HMS Galatea (1914).jpg
Career (United Kingdom)
Name: HMS Galatea
Builder: William Beardmore and Company
Laid down: 9 January 1913
Launched: 14 May 1914
Commissioned: December 1914
Fate: Sold for scrapping 25 October 1921
General characteristics
Class and type: Arethusa-class light cruiser
Displacement: 3,500 tons
Length: 436 ft (133 m) Overall
Beam: 39 ft (12 m)
Draught: 13.5 ft (4.1 m)
Propulsion: Parsons turbines
Eight Yarrow boilers
40,000 hp
Speed: 28.5 knots (53 km/h)
Range: carried 482 tons (810 tons maximum) of fuel oil
Complement: 318
Armament: 3 × BL 6-inch (152.4 mm) Mk XII guns

4 × QF 4-inch (101.6 mm) Mk V guns
2 × 3 inch guns

8 × 21-inch (533 mm) torpedo tubes
Armour: 3 inches (76 mm) side (amidships)
2.25–1.5 inches (57–38 mm) side (bows)
2.5–2 inches (64–51 mm) side (stern)
1 inch (25 mm) upper decks (amidships)
1 inch (25 mm) deck over rudder
6 inches (150 mm) conning tower

HMS Galatea was an Arethusa-class light cruiser of the Royal Navy launched on 14 May 1914 at William Beardmore and Company shipyard. She fought in the First World War, participating in the Battle of Jutland. Following the war, she was scrapped.

Service history[edit]

On her commissioning she was assigned as the leader to the 2nd Destroyer Squadron of the Harwich Force, guarding the eastern approaches to the English Channel. On 4 May 1916, she took part in the shooting down of Zeppelin L 7. At the battle of Jutland, she was the flagship of the 1st Light Cruiser Squadron under Commodore E.S. Alexander-Sinclair. She was the first ship to report the presence of German ships, triggering the battle. Galatea was also the first to receive a hit by the German light cruiser SMS Elbing, but no explosion occurred.

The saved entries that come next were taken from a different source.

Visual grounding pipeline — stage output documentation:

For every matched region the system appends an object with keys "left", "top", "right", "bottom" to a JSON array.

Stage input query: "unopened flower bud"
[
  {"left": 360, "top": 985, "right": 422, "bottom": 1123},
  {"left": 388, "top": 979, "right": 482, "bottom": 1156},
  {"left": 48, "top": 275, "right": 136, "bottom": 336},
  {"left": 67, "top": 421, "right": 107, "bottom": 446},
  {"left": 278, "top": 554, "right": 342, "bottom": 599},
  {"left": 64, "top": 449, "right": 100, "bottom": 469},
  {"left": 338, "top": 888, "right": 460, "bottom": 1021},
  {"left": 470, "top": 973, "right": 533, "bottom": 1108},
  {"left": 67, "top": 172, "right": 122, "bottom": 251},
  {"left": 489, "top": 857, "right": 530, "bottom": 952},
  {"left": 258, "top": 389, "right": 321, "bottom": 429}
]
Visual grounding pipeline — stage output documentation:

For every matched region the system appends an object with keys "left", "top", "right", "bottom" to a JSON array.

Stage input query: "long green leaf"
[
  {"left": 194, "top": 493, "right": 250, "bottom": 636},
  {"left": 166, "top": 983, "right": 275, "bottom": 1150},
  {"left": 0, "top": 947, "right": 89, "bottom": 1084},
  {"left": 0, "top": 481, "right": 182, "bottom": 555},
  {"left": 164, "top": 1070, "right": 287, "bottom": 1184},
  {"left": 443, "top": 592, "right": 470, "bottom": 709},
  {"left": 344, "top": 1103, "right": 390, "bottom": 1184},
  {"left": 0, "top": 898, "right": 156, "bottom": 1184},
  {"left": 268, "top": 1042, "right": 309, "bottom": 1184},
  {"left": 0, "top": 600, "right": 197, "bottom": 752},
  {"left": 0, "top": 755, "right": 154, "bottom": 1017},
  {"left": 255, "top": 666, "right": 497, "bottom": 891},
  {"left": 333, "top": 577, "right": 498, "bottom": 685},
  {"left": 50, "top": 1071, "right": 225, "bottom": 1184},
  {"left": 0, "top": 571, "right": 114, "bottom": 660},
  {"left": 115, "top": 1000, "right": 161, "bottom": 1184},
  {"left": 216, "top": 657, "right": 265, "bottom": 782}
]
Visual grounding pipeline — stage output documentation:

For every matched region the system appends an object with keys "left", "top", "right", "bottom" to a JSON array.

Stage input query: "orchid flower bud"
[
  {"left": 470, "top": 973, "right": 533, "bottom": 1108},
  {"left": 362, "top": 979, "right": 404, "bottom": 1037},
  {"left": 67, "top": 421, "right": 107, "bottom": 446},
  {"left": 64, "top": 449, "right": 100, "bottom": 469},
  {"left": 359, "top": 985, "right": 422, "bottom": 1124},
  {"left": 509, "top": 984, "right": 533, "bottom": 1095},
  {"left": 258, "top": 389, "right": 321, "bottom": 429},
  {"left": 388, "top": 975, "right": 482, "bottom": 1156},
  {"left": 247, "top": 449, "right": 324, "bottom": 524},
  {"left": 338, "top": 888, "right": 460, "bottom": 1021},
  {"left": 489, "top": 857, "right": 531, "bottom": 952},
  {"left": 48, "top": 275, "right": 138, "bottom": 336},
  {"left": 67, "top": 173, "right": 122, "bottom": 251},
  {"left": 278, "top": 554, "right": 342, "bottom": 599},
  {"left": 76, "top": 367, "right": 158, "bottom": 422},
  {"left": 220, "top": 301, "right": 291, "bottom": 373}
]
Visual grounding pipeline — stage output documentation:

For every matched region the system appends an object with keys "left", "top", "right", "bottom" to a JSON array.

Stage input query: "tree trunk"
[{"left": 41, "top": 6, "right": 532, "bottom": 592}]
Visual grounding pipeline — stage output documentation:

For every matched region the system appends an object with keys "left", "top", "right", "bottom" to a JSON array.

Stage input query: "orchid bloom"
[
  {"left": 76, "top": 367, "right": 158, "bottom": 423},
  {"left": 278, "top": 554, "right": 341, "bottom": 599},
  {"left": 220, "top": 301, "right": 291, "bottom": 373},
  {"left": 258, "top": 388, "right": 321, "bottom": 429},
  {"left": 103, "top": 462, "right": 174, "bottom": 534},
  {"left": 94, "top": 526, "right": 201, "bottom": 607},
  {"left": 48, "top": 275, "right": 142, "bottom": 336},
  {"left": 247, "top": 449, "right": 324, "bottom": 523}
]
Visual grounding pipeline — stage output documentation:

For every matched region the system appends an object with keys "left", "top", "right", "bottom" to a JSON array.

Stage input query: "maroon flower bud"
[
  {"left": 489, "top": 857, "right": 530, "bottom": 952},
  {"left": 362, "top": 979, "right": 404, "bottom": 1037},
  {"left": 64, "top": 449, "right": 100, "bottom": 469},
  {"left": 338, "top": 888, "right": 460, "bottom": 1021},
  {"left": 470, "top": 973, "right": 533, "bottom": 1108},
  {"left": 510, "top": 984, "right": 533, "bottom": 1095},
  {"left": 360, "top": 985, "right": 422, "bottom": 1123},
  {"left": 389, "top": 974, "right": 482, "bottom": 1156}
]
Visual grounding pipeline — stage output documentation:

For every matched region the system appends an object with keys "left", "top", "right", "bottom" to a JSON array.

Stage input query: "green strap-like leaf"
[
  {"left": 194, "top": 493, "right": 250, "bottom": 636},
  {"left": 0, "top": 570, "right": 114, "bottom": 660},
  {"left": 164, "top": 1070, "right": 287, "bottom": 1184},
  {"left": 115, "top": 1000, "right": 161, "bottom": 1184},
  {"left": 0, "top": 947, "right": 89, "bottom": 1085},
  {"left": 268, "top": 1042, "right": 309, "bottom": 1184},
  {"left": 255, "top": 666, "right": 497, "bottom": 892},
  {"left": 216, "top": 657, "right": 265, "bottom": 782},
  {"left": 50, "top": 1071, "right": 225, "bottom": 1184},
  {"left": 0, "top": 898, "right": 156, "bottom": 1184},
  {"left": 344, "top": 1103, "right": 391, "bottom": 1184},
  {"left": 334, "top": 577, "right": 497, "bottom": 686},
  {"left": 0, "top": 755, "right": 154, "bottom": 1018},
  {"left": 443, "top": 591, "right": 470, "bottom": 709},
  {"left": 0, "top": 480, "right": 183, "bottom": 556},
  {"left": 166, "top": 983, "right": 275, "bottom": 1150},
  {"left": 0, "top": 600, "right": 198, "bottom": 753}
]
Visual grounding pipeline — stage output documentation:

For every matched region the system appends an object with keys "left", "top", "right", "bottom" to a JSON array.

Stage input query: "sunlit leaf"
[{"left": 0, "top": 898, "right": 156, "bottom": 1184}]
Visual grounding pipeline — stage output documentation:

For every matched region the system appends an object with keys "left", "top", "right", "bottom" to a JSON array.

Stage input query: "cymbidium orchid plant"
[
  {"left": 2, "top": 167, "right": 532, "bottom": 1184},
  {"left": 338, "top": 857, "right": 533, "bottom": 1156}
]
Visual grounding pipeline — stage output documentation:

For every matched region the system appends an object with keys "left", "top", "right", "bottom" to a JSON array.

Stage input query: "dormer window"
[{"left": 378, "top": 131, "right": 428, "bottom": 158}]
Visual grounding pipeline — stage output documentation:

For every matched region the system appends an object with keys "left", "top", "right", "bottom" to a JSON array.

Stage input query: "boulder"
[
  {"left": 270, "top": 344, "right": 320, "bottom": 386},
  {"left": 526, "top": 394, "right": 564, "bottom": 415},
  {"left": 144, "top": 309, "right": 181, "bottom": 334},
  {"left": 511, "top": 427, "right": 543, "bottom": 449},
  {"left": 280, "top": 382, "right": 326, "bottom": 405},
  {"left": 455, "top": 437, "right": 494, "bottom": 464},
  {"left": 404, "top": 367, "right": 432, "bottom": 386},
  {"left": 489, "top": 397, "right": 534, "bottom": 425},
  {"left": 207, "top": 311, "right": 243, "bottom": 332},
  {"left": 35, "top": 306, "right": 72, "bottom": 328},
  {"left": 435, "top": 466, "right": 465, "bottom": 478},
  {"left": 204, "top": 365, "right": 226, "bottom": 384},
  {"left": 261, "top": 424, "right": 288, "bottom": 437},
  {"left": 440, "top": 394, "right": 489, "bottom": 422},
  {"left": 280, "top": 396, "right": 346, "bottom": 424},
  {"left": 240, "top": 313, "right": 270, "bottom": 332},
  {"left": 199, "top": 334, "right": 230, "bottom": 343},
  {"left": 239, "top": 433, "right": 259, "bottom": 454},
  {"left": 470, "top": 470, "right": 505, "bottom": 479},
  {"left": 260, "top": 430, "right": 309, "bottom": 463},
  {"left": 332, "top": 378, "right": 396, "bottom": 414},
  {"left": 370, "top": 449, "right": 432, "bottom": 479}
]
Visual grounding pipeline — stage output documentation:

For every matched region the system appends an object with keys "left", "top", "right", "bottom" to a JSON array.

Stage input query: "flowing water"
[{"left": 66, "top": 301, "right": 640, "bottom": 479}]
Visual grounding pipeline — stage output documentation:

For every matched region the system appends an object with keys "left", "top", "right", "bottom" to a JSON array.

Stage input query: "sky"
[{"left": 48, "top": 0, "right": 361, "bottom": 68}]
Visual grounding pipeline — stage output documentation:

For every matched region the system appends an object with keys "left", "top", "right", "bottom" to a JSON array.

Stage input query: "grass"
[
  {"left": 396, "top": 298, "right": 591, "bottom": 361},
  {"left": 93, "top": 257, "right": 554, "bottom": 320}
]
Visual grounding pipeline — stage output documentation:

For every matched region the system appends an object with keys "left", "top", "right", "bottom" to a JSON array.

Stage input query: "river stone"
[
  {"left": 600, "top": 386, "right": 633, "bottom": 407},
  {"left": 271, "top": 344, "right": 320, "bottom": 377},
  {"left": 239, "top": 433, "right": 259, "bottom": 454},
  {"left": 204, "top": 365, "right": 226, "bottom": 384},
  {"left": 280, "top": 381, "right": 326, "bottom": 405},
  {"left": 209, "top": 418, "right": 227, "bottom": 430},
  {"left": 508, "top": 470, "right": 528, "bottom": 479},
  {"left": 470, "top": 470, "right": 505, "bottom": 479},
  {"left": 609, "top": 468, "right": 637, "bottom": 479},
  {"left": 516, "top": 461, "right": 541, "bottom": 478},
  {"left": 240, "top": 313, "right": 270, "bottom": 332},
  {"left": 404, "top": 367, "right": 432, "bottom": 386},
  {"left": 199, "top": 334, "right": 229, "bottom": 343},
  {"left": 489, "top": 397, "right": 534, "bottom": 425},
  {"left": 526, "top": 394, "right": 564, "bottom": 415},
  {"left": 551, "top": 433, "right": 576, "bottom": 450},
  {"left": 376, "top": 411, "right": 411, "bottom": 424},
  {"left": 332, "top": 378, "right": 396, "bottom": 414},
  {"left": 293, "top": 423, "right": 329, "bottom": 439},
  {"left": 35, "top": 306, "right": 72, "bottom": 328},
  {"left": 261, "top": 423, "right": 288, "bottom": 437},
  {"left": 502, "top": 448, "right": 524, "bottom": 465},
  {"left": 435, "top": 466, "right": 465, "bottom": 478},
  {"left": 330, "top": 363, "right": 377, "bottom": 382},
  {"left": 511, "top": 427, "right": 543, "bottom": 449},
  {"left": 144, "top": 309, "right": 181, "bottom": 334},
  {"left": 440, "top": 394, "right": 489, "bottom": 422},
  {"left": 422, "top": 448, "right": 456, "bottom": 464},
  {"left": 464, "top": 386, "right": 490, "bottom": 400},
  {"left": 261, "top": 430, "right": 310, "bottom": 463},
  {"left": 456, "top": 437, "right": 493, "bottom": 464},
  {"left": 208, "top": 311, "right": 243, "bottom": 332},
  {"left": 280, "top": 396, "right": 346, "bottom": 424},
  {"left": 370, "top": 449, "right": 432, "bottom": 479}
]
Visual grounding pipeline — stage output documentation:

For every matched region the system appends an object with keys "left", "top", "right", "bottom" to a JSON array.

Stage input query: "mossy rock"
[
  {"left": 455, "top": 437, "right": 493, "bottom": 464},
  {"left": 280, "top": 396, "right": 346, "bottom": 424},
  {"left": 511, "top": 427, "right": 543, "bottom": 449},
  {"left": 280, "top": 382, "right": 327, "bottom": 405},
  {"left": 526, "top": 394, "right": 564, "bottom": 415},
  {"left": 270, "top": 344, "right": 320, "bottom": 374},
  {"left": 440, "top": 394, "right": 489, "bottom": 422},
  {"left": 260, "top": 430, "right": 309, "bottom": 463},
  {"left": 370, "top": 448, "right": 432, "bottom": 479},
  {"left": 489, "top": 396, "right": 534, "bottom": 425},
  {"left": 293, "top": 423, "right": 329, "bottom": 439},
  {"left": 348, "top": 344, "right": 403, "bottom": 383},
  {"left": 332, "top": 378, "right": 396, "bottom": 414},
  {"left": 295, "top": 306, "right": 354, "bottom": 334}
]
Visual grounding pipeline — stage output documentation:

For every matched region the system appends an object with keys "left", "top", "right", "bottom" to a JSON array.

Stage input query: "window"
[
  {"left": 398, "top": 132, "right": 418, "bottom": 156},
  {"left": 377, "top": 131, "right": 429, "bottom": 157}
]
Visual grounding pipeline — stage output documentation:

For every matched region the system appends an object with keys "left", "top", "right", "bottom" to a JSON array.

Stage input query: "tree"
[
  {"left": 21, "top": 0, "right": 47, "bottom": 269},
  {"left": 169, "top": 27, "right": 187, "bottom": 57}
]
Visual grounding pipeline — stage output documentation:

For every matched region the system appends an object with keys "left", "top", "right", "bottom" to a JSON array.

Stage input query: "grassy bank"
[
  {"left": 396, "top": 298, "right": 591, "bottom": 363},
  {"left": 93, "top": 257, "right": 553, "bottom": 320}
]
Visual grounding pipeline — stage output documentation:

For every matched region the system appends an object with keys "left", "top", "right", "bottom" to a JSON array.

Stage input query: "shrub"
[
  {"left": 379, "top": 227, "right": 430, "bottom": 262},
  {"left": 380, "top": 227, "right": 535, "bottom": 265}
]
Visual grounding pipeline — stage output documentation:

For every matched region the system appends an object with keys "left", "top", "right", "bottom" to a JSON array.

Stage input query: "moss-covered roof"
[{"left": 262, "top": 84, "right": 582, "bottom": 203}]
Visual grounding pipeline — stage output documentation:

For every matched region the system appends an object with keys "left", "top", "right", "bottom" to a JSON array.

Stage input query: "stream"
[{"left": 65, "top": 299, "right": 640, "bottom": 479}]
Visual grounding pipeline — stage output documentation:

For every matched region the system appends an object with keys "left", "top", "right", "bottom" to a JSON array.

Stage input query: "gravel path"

Galatea was part of the screen around the Battle Cruiser Fleet under Admiral Beatty which was on a sweep across the North Sea on 31 May 1916. She was sent in company with her sister Phaeton to investigate a stopped merchant vessel, the Danish N J Fiord. At the same time, two destroyers, B-109 and B-110 from the German battlecruiser and cruiser Scouting Groups under Admiral Franz von Hipper, were sent to investigate the ship. The two fleets were previously unaware that they were less than 50 miles (80 km) apart.

She was sold for scrapping on 25 October 1921. Mount Galatea in Alberta, Canada is named after this ship.